Job's Evil Dreams is a pen and black ink watercolour painting by William Blake in 1825. It shows Job's sufferings and dreams as per William's understanding.

The painting shows five significant figures. One, perceived to be Job, is sleeping face up with a cloth on his lower body (from waist to the knees). He is raising his hands in protest of whatever is happening. Just above him, another creature appears to protect Job using its hand. The other hand points to some stone tablets with scriptures. Viewers perceive the stone tablets as the Word of God. This creature has beautiful hair and feet that look like hooves. There is also a scaly snake wrapped around this creature from top to bottom. The snake’s head is at par with the creature’s elbow, while the tail is at the feet.

Closely looking at the scripture tablets, you can see bright lines that seem like bright light protecting the creature and the scriptures. Between Job and the creature above is a block that looks like a mountain. It shows the different worlds between Job and the creature. Job is lying on his wooden bed, and viewers can see three creatures below Job. They have scaly faces and seem angry. One creature holds Job's feet to the bed while the other holds him down by his waist and thigh area. They seem determined to pin and drag him down. The third creature has a chain in its hands, which are close to Job's face. They are in flames and perceived as hell.

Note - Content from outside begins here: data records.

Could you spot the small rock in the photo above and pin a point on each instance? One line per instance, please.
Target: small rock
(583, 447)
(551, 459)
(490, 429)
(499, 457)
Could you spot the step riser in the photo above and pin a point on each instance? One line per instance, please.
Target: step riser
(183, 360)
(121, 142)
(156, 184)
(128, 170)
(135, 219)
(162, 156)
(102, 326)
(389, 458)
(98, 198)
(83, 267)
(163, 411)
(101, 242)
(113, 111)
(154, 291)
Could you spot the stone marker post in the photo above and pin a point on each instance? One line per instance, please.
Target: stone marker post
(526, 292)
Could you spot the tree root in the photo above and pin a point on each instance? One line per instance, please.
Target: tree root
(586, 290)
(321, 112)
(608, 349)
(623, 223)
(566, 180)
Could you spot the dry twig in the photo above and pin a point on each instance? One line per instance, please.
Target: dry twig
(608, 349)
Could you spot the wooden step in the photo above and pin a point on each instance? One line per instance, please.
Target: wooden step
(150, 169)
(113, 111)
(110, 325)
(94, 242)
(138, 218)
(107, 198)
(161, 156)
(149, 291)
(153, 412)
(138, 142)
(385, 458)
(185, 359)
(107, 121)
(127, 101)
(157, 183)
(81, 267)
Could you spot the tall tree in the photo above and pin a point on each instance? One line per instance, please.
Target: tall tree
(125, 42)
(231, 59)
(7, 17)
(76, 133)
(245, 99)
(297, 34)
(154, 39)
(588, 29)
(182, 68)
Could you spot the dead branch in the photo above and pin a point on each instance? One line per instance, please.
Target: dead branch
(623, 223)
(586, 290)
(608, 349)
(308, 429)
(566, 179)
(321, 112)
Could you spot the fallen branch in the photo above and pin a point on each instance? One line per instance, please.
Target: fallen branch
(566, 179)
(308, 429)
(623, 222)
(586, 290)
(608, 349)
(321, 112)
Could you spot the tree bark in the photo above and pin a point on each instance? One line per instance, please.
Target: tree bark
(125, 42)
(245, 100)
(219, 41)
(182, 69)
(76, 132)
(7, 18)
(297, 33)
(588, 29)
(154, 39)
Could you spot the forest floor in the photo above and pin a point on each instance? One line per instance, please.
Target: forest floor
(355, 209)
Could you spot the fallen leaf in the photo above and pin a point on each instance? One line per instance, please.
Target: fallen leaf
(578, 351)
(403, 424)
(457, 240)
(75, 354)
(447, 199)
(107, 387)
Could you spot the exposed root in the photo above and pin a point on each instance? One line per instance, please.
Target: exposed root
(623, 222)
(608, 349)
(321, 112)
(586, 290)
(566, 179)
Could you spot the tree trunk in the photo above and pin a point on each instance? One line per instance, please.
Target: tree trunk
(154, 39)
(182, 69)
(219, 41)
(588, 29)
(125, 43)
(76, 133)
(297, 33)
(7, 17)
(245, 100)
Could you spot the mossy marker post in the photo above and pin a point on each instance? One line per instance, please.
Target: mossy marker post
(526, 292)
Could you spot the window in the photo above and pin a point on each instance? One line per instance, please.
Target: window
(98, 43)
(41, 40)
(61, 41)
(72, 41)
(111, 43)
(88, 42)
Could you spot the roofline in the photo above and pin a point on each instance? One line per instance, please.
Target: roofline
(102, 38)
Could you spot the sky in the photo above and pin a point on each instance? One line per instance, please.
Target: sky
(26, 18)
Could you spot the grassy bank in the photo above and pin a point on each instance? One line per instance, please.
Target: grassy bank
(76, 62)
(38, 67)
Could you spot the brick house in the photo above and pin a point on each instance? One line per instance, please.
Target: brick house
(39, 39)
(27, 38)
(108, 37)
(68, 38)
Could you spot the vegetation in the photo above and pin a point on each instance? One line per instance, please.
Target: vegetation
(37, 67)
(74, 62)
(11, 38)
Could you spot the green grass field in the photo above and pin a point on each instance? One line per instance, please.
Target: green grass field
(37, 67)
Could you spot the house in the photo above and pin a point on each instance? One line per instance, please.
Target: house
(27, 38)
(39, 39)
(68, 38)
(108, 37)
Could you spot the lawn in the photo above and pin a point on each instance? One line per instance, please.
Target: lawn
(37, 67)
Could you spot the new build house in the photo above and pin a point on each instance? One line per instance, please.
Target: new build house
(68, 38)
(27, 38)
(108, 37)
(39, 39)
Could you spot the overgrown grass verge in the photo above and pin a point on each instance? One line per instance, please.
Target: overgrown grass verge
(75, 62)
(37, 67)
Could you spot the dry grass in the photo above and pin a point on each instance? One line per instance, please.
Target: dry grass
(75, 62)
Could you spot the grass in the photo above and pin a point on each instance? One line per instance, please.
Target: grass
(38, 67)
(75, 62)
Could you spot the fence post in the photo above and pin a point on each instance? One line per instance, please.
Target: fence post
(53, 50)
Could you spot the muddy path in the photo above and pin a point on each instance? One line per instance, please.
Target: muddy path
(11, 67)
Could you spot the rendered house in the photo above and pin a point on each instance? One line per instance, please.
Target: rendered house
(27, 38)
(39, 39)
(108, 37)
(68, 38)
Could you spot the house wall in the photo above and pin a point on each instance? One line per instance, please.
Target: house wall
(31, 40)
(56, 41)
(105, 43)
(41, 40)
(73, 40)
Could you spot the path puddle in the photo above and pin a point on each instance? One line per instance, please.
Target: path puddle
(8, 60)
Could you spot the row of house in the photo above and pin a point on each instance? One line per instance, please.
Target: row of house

The Bible story of Job has many teachings to the viewers. He was a good man who was tested to illustrate the relationship between the existence of God and the evil of suffering. According to Blake, Job falls under the devil's spell, and he dreams of a clove hoofed creature. Even when his friends (Elihu and Eliphaz) discourage him and ask him to abandon God, Job’s faith still prevails. He holds his faith in the Lord.

Looking at Blake's work, you can tell that he loved engraving, using innovative poetry, painting, and printmaking. He had a keen eye to interpret Biblical stories, political stories, and social climate expressions. Today, he is celebrated for portraying a strong sense of independence in his works. Job's Evil Dreams shows what William Blake thought of Job's sufferings in the Bible. It sits at Morgan's Blake Library and Museum and attracts thousands of viewers every year.